In the end, this game was Justin Hunter and Tyler Bray in a mutual relationship of prowess: a sure-handed receiver running precise, confident routes, and a passer delivering spiraling darts into the center circle.
Bray finished the game 18-for 20 and 310 yards. His last 13 passes were all completed, accounting for the third longest pass-completion sequence in school history. Both of the incompletions were thrown in the first quarter.
Hunter collected 8 catches for 146 yards and 3 TDs, becoming the eighth Vol receiver to catch a school-record 3 TD passes in a game (the last being Chris Hannon in 2003).
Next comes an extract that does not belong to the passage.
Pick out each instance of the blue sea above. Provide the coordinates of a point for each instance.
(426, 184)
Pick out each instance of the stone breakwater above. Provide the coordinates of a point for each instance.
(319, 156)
Truth be told, this perfect pass-catch combo of the orange twin towers was preying on a defense playing very soft on the Vol receivers. The Panthers secondary was so afraid of giving up the big play that they game up a ton of medium-yardage plays strung together like pearls on a string.
Nonetheless, the junior QB from California’s Central Valley has started 2012 just as he started 2011. Consider these numbers for Bray’s first two games in 2011 and 2012.
- 2012’s first two games: 45-for-61/643 yards/6TDs against NC State and Georgia State.
- 2011’s first two games: 51-for-65/698 yards/7TDs against Montana and Cincinnati.
Two decisive wins with similar numbers against opposition of similar quality. But the burning question is: What will a comparison produce when considering Games 3 and onward? Last season there was the Justin Hunter injury and Bray breaking his thumb, with mediocre passing performances sandwiched in between.
The chances of injuries with similar severity to the same two weapons is unlikely. So, will the passing numbers be significantly improved against Florida and Georgia?
A successful season may depend on it.